Any implication that there is no cheating in polyamory or that poly makes it impossible to cheat gives me a bad feeling as well. I won’t help someone cheat on an unknowing partner, and these attitudes seem to lead down that path. I prefer arrangements where even if I don’t spend time with or get to know their partner, I have the ability to check in and confirm the relationship status with that person.
Certain conversational patterns also give me pause. Anyone who comes into the conversation immediately telling me private details about having problems with their partner, especially sexual problems, gets a bit of scrutiny. I’ve found that the meaning behind that is often “We’re doing this to try to stay together without addressing the issues that we have with each other.”
Dating Couples
In some ways, dating couples can be twice the fun! Involving 3 people in a relationship also adds dimensions and considerations that aren’t there when you’re part of a couple. Anyone who’s done any talking or reading about polyamory knows that we all say the same thing- communication is the key to success!
The upside is that I generally communicate pretty heavily with someone to explore needs and desires before I ever enter a physical relationship with them. During that getting-to-know-you period, if I hear anything implying that the person’s other partner must be drunk to engage in a threesome with their partner, I get pretty uncomfortable. Anything that signifies that someone has agreed to an open relationship under duress or ultimatum is a sign to me that I don’t want to get involved.
Polyamorous couples have different ideas about how to manage rules and boundaries within their relationships. Sometimes, these rules can act as a big red flag. Requiring a secondary/new partner to be romantically or sexually involved with both people or break up entirely is a big show-stopper for me. If I hit it off with both people, great. I’m not okay with my relationships being contingent on having attraction to the person’s other partner, though. Rules like this put in place to “protect the couple” serve to make a new partner coming in feel like an unimportant outsider.
Hierarchy Expectations
When I first met my boyfriend, he told me that he didn’t really believe in the concept of hierarchical polyamory. He didn’t like the terms primary and secondary partner, mostly because there is an underlying implication that the primary partner is more important, and he believes that all the participants are important.
I agree in theory, but realistically, when you start to throw cohabitation and shared responsibility and children into the mix, a certain degree of hierarchy is inherent. For example, if my boyfriend, who I live and parent with, were out on a date and one of our sons broke his arm, I would absolutely call him and he would almost certainly end the date early. Our commitment to our kids comes before almost anything else.
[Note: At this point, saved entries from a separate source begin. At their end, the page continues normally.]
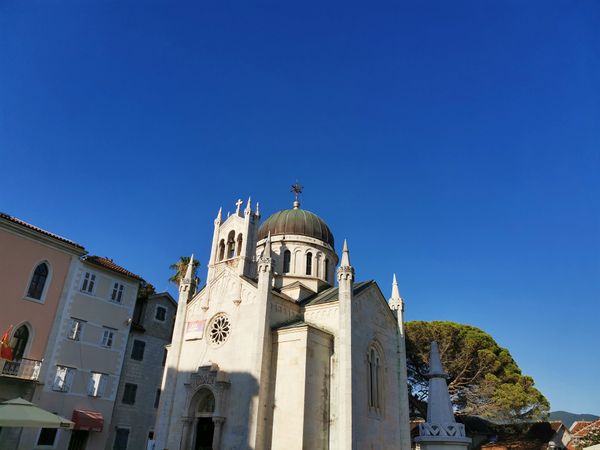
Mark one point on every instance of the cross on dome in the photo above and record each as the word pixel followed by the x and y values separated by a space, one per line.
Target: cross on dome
pixel 297 190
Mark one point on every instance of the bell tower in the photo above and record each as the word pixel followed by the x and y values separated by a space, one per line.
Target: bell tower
pixel 234 241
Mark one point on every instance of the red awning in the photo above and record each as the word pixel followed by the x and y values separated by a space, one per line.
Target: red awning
pixel 87 420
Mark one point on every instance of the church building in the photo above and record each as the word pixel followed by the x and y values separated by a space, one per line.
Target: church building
pixel 283 348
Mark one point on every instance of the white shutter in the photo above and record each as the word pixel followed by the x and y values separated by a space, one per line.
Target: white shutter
pixel 102 385
pixel 69 379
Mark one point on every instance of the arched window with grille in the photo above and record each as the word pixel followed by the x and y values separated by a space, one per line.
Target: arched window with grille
pixel 240 241
pixel 38 281
pixel 287 256
pixel 375 380
pixel 222 250
pixel 309 263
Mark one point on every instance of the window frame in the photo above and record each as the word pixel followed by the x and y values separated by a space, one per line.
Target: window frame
pixel 86 282
pixel 107 341
pixel 116 295
pixel 164 319
pixel 133 348
pixel 47 282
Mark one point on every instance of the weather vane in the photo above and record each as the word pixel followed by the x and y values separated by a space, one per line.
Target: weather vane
pixel 297 190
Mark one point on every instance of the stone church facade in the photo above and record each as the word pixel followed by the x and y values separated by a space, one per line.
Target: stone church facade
pixel 271 354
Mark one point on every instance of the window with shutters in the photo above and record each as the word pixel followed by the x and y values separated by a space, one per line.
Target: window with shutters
pixel 137 351
pixel 75 330
pixel 89 282
pixel 117 292
pixel 63 378
pixel 97 384
pixel 108 337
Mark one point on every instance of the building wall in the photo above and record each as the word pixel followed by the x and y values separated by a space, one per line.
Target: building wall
pixel 140 417
pixel 19 256
pixel 87 354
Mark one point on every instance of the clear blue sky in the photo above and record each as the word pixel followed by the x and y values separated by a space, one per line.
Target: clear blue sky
pixel 454 143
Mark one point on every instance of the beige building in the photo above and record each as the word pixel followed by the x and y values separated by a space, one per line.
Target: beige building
pixel 85 356
pixel 280 350
pixel 35 266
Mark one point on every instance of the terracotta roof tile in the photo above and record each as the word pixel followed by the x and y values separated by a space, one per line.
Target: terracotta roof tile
pixel 110 265
pixel 39 230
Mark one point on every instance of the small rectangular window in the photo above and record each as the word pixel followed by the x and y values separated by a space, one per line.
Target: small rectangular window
pixel 75 330
pixel 97 384
pixel 117 292
pixel 129 394
pixel 47 437
pixel 108 338
pixel 137 351
pixel 161 314
pixel 89 280
pixel 121 438
pixel 63 379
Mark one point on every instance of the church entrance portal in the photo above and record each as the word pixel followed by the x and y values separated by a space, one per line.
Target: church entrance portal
pixel 205 429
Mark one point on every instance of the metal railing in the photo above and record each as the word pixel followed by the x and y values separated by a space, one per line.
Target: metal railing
pixel 25 368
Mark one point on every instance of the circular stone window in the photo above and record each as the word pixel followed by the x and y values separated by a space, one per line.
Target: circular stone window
pixel 219 328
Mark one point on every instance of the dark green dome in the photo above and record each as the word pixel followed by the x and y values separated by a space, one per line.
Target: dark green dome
pixel 296 221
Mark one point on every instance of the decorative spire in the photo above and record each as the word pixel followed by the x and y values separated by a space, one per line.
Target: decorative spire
pixel 345 255
pixel 396 301
pixel 297 190
pixel 187 279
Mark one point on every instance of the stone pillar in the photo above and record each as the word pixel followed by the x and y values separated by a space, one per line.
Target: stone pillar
pixel 440 431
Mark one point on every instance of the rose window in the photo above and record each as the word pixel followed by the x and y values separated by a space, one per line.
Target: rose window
pixel 219 329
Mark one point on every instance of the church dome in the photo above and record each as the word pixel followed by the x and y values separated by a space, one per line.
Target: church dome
pixel 296 221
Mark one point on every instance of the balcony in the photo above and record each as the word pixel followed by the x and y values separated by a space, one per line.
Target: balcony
pixel 25 369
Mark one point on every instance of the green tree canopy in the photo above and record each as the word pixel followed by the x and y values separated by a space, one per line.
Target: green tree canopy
pixel 483 378
pixel 180 267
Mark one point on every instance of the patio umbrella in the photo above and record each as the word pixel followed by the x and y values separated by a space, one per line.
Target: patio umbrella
pixel 21 413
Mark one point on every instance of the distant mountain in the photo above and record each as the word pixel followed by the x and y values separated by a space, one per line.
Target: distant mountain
pixel 568 418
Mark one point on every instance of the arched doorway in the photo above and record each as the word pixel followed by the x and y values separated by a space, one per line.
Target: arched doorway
pixel 205 427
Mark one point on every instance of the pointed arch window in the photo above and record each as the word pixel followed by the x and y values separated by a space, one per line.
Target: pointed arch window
pixel 231 245
pixel 309 263
pixel 375 380
pixel 287 256
pixel 240 240
pixel 221 250
pixel 38 281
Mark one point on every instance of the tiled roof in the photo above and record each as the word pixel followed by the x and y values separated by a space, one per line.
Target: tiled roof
pixel 584 431
pixel 331 294
pixel 110 265
pixel 579 425
pixel 39 230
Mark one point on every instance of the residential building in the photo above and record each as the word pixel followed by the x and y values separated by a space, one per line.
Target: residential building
pixel 35 266
pixel 139 390
pixel 88 344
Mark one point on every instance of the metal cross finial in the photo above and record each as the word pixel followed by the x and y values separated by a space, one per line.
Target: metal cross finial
pixel 297 190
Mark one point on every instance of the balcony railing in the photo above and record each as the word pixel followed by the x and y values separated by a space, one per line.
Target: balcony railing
pixel 25 368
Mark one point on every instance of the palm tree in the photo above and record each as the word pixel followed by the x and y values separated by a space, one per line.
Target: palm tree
pixel 180 267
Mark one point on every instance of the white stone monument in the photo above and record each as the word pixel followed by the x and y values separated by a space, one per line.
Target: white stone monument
pixel 440 431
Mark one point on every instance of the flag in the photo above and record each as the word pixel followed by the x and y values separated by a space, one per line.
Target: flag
pixel 5 349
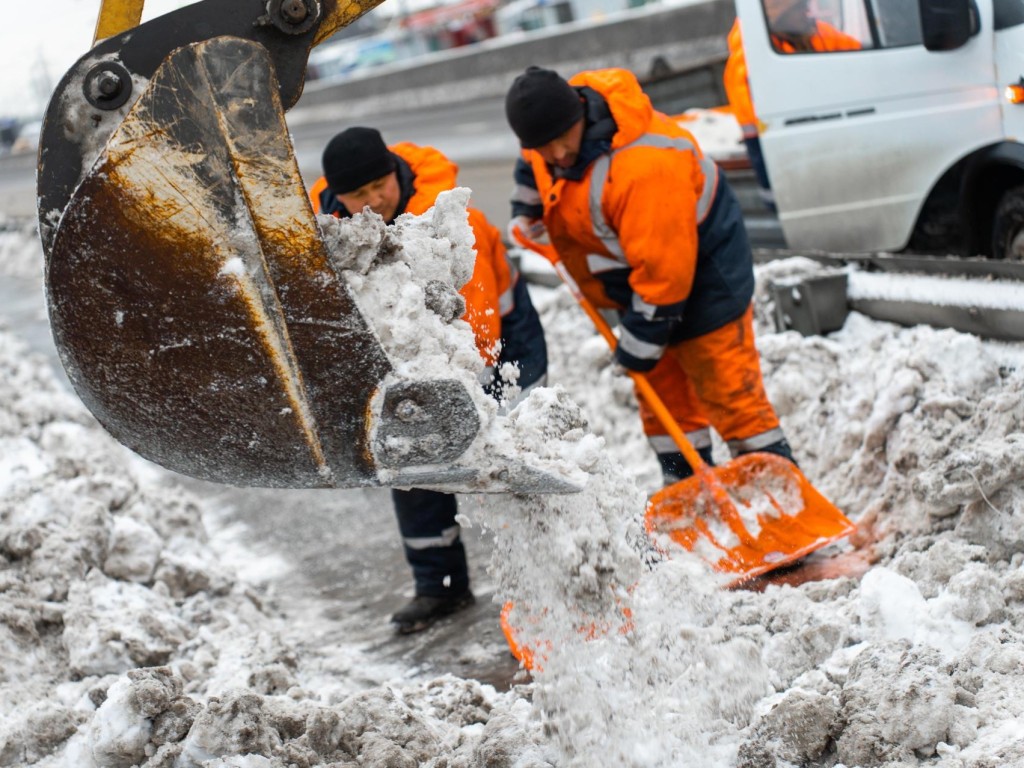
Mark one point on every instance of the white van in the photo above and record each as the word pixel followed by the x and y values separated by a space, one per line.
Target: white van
pixel 911 142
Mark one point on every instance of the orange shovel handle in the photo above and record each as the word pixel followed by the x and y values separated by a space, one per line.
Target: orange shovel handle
pixel 643 386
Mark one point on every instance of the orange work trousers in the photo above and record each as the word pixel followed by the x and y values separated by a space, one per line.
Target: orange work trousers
pixel 714 381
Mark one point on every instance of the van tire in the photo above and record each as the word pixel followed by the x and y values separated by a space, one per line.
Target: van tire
pixel 1008 226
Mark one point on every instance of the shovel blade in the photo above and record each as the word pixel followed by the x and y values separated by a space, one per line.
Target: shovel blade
pixel 748 517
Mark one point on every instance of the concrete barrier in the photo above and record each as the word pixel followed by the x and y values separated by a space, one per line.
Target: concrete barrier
pixel 653 43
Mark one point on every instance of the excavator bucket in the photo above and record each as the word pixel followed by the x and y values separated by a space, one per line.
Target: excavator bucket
pixel 747 517
pixel 190 296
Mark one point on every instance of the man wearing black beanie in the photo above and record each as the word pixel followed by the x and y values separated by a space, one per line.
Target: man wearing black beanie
pixel 623 196
pixel 359 172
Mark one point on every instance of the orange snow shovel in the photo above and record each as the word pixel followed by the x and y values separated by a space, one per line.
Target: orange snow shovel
pixel 752 515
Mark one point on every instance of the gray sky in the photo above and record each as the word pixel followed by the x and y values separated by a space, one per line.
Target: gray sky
pixel 35 54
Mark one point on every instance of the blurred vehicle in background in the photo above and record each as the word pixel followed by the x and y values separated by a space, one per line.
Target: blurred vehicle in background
pixel 526 15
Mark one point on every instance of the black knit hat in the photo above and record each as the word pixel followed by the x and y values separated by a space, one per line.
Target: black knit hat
pixel 541 107
pixel 355 157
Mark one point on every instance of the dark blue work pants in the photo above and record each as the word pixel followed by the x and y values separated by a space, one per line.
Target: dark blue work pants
pixel 431 540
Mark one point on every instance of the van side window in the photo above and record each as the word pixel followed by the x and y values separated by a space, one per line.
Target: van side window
pixel 897 23
pixel 1008 13
pixel 817 26
pixel 830 26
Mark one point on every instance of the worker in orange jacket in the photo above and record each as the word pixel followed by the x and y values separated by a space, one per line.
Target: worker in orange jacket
pixel 793 31
pixel 360 171
pixel 646 225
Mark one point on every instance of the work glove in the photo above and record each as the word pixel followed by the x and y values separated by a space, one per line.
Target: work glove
pixel 531 228
pixel 531 235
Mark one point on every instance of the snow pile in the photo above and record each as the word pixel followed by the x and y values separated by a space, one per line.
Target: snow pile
pixel 404 279
pixel 125 642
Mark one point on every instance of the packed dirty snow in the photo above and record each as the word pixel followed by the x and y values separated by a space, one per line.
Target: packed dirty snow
pixel 127 641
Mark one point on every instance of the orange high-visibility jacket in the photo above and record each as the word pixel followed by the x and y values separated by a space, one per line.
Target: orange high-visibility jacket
pixel 488 293
pixel 654 184
pixel 737 88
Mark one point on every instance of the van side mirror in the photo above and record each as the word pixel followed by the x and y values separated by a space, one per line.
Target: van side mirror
pixel 946 25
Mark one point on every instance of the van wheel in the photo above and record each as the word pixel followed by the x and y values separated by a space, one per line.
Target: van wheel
pixel 1008 229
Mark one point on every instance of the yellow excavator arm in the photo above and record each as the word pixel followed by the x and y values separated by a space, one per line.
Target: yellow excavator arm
pixel 117 16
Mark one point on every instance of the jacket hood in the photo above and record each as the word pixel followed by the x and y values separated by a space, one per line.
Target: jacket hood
pixel 630 107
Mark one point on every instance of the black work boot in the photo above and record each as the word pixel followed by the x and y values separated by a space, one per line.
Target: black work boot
pixel 423 610
pixel 779 448
pixel 676 468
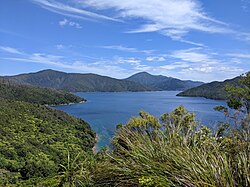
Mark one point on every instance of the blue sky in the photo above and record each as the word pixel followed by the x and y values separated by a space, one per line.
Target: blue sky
pixel 187 39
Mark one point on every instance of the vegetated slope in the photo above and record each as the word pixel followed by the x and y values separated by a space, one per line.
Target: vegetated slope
pixel 76 82
pixel 35 139
pixel 213 90
pixel 160 82
pixel 33 94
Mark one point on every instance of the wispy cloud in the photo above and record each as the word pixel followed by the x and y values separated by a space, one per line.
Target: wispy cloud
pixel 10 50
pixel 174 18
pixel 245 4
pixel 194 55
pixel 155 59
pixel 240 55
pixel 70 11
pixel 193 63
pixel 126 49
pixel 66 22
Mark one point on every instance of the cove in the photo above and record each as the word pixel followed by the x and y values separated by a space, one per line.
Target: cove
pixel 104 110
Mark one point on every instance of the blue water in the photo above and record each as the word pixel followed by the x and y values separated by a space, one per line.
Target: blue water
pixel 104 110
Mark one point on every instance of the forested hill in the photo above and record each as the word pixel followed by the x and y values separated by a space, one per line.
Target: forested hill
pixel 159 82
pixel 36 140
pixel 33 94
pixel 213 90
pixel 76 82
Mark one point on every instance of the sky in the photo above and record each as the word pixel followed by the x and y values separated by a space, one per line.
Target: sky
pixel 204 40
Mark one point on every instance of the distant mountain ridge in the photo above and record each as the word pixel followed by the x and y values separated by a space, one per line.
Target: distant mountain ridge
pixel 160 82
pixel 11 90
pixel 77 82
pixel 213 90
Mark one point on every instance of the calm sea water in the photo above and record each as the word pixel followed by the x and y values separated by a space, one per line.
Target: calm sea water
pixel 104 110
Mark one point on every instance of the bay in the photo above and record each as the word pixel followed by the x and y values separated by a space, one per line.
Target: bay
pixel 104 110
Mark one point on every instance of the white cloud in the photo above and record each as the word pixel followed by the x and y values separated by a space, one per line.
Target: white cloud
pixel 126 49
pixel 194 64
pixel 10 50
pixel 240 55
pixel 174 18
pixel 245 5
pixel 155 59
pixel 66 22
pixel 70 11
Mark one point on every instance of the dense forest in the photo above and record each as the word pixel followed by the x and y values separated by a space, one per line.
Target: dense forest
pixel 41 146
pixel 76 82
pixel 33 94
pixel 160 82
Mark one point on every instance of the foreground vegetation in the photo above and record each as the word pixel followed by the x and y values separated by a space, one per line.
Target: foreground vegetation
pixel 174 150
pixel 35 140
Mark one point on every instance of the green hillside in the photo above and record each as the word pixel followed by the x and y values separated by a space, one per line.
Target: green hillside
pixel 159 82
pixel 33 94
pixel 76 82
pixel 36 139
pixel 213 90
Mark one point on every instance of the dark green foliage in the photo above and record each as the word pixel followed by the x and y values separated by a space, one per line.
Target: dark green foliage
pixel 35 139
pixel 180 153
pixel 76 82
pixel 159 82
pixel 33 94
pixel 213 90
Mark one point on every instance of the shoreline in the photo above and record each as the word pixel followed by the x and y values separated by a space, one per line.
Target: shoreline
pixel 64 104
pixel 94 149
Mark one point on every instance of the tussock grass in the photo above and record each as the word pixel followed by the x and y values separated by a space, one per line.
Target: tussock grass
pixel 174 154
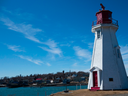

Even for people who choose a hierarchical model for their polyamorous relationships, red flags can come up. For example, it doesn’t sit well with me if a couple expects a secondary to adapt to all their rules, preferences, and habits without letting that person have a voice in how the relationship goes. Even if someone agrees to be labeled as a secondary partner, they still deserve consideration, decency, and respect.
Communication
I’ve said it once, and I’ll probably say it 100 more times: good, honest communication is paramount to having a healthy polyamorous relationship. When someone seems unwilling or unable to communicate, when conversations about needs and wants feel like pulling teeth, that’s a huge warning sign for me that they may not be able to have harder conversations later on.
Early conversations where communication stumbles can lead to later ones where someone is angry about rules or boundaries that were never effectively communicated. I can’t try not to cross a line you never showed me, and I’ve found that people who communicate effectively about everyday things seem more able to communicate effectively about the big deal things.
Too much communication can be it’s own kind of red flag. If someone has a rule that everything I say, everything we do, or every conversation we have will be shared with their other partner(s), that makes me uneasy. It’s not about keeping secrets, but intimacy requires trust, and knowing someone is relaying every sentence, email, or text message doesn’t make me feel like I’m trusted.
Sex
Anyone who pushes for sex before I’m comfortable is shooting themselves in the foot. This isn’t just about polyamory, but every potential sexual relationship. Every time it gets brought up after I’ve said I wasn’t ready to talk about it pushes out the potential for it happening even further. People, especially those unfamiliar with polyamory, often make the assumption that being in an open relationship means I’m willing to jump into bed. That’s just not the case.
Potential partners who ascribe to an OPP (one penis policy/one pussy policy) by the other partners demand, or who demand that of their partner, also give me pause. It means they are okay with their partner being polyamorous, but only with members of the same sex, which is questionable at best. By saying “you can have sex with other people, but no other people with penises,” you’re taking away that person’s right to decide who they are with. I don’t think it’s fair to limit a partner’s choices based on other people’s genitals, and I’m not even going to get started on the gender conformity implications this brings up.
In the department of things that won’t halt a conversation, but that get added to a mental checklist labeled ‘questionable’ are repeated comments or jokes about exchanging things for sex/physical affection. If it happens once, sometimes it’s just a failed attempt at being funny. If the tone is wrong or it happens repeatedly, it makes me start to think that the person is “joking not joking” and their words are telling me something about how they think.
Making Comparisons
In the healthy polyamorous relationships I’ve been in, things always go best when we focus on everyone’s needs being met. We grow up with the concept of equality and fairness, and a lot of people have a really hard time getting their mind around the idea that this doesn’t mean an equal percentage split.
My boyfriend dated a woman who was prone to comparing time- she would get unhappy because I spent more hours in a week with him than she did. Hearing something like “Well you had private time with them for 43 minutes, but we only got 39 minutes of private time that night” is a real bummer. I prefer to focus on quality over quantity. In good relationships, everyone should be having their needs met, but that doesn’t mean you need a stopwatch to validate your worth.
Holier than Thou Personality Traits
I don’t ascribe to the idea that polyamorous people are enlightened or more evolved than anyone else. I believe that relationships exist on a spectrum, from not having any romantic relationships, to monogamy, to swinging, to being fully open, to relationship anarchy. When I hear a potential partner insist that all humans are naturally non-monogamous and sexual beings, that puts me on high alert.
When my kids were little, we taught them about “not yucking other people’s yums” and I think it’s wise to carry that concept into adulthood. I don’t ever want to be monogamous again, but that doesn’t mean it doesn’t work for millions of other people. I’m not better than anyone else because I have the emotional capacity to be romantic with more than one person at a time. That’s reductionist and insulting to people who are devoted to one partner and work really hard to make those relationships work.
Anyone who thinks being polyamorous automatically means being more open minded or better at communicating brings up the same kinds of feelings in me. Choosing to be in a specific type of relationship doesn’t automatically make you wise. People can be very open about one thing and very closed about other things. You don’t get good at communicating with people just by declaring that you’re polyamorous, it’s something you have to pay attention to and work at.
If you practice polyamory, what red flags have you come across in your journey?